BIST için banka karlarının olumsuz baskıları nedeniyle dikkat çektiğim gap risklerinin süreceğini düşünüyorum. Bu nedenle ben yine teknik bazlı hisse takibi yapmayı ve diğer sektör hisselerini takip etmeyi doğru buluyorum.
ABD Endeksleri Dirençlerinde!
Kötü veri yükselişleri bizde olduğu gibi aynı şekilde DOW ve SP500’de de yaşanıyor. Teknik olarak bir konuya dikkat çekmek istyorum! DOW için 14.700-15.650 arasında önemli bir kanal var. Hatta biraz yukarı kayma olsa 15.700 kanal direnci var diyebiliriz. Ben DOW’un bu yatay kanalının şimdilik kırılmasını beklemiyorum. Eğer bu düşüncem doğru çıkarsa, DOW’un önce 15.200 bollinger desteğine, bu destekte tutunamazsa 14.700’deki kanal alt desteğine doğru düzeltmeler ya da realizeler yaşadığına şahit olabiliriz.
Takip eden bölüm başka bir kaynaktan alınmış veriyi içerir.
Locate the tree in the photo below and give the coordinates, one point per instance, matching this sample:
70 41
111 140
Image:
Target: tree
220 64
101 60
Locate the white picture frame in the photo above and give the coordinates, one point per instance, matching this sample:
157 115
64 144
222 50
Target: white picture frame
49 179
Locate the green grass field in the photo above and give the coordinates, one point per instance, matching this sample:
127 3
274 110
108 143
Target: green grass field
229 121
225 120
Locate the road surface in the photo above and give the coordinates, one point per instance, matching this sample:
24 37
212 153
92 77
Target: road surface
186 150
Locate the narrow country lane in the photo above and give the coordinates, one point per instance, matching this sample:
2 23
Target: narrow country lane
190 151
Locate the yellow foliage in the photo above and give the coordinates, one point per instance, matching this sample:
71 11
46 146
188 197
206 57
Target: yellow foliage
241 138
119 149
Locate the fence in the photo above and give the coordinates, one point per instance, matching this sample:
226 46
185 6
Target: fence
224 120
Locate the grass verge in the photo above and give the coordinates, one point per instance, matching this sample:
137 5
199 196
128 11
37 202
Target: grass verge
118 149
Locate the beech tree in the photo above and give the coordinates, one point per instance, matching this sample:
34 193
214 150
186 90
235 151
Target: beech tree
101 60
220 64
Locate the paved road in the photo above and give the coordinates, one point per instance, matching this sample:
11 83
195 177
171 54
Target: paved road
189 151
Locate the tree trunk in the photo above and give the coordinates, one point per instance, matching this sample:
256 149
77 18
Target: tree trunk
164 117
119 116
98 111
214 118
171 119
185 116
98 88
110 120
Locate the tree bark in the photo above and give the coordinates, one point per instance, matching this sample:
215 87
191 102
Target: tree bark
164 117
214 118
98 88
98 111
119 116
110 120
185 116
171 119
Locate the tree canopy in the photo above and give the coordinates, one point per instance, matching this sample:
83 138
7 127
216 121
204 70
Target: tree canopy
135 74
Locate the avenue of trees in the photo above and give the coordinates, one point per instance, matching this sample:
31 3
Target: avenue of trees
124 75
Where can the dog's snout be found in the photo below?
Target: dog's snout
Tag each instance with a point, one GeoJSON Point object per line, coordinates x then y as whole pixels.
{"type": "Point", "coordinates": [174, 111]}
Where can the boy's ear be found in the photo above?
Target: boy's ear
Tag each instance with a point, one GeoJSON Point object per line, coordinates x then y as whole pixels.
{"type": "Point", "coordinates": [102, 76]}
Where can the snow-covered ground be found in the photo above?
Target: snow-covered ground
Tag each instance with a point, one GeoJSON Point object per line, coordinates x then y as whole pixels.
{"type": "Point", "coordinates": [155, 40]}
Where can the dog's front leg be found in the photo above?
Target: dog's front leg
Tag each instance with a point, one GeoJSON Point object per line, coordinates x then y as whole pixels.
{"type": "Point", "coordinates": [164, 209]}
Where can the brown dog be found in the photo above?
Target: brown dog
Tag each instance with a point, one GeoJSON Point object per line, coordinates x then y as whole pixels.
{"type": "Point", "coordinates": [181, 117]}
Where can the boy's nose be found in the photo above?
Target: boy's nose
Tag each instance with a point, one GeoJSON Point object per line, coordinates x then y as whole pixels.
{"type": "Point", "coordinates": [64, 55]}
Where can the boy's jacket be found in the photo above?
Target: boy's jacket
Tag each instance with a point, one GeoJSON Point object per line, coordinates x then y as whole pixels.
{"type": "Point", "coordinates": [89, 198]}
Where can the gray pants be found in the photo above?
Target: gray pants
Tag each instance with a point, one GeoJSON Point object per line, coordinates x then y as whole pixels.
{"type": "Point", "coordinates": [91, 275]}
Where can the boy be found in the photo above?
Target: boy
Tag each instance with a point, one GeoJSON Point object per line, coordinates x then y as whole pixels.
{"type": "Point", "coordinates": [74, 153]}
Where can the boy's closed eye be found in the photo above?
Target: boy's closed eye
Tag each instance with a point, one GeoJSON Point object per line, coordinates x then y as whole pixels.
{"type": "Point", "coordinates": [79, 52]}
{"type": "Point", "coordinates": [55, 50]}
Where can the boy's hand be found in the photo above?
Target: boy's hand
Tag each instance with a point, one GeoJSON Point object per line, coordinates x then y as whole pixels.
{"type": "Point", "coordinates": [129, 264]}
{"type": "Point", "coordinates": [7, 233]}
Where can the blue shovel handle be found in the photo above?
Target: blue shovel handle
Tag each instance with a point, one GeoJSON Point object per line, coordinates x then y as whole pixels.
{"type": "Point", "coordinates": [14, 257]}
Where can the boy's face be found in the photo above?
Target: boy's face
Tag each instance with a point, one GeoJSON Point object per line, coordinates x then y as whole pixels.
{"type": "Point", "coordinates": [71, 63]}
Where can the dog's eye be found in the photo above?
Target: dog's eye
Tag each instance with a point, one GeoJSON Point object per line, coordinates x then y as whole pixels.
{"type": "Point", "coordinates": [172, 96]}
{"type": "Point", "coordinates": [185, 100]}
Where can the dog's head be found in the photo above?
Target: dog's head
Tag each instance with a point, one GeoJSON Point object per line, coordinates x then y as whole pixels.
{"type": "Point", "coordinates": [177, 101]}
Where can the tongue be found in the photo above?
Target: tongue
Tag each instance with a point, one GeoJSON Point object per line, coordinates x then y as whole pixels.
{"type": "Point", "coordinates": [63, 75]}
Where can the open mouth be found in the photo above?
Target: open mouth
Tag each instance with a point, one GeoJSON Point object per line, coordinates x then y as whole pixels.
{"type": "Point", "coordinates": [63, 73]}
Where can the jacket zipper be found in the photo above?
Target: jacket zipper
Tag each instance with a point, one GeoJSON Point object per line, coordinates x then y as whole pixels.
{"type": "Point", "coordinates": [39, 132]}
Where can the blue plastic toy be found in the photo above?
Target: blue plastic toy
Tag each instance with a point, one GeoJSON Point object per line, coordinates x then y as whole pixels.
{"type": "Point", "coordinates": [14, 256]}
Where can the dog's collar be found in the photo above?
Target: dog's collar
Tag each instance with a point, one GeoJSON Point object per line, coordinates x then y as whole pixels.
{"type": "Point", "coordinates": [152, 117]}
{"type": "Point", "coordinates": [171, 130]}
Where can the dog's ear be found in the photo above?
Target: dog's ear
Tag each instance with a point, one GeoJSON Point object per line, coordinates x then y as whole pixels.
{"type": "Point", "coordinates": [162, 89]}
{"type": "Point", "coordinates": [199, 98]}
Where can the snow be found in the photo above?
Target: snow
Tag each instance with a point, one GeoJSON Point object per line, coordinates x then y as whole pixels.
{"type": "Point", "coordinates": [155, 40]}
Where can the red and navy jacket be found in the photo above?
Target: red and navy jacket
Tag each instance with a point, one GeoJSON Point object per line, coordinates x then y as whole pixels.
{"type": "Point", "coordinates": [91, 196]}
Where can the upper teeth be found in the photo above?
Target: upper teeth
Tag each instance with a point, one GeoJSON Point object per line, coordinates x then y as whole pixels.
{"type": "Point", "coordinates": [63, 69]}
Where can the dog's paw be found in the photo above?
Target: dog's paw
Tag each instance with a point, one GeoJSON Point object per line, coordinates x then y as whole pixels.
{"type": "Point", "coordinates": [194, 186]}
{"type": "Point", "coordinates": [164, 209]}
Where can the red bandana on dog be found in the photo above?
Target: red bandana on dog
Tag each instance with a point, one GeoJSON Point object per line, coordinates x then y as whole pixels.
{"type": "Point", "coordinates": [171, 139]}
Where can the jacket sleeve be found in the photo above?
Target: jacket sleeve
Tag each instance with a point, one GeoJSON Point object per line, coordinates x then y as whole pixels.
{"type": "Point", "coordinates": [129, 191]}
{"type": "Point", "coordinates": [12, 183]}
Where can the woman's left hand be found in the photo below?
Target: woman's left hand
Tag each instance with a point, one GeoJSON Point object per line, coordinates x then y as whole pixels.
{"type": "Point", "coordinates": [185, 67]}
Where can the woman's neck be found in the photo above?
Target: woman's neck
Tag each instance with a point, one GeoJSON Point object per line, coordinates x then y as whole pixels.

Ancak, sonuçta teknik analiz yorumu yaptığımız için diğer alternatifi de söylemek gerekir! Eğer DOW 15.700 yatay kanal direncini yukarı kırarsa, bu takdirde de 16.700’e doğru ciddi bir yükseliş yaşanır. Böyle bir yükseliş tüm gelişmiş borsalara yansır. Bu nedenle ben her ne kadar bu kanalı kırmasını beklemeyip, bu kanal direncine yaklaştıkça realize beklesem de, 15.700 direnci kırıldığını gördüğünüz takdirde, hızlı bir yükseliş süreci yaşanabileceğini biliniz.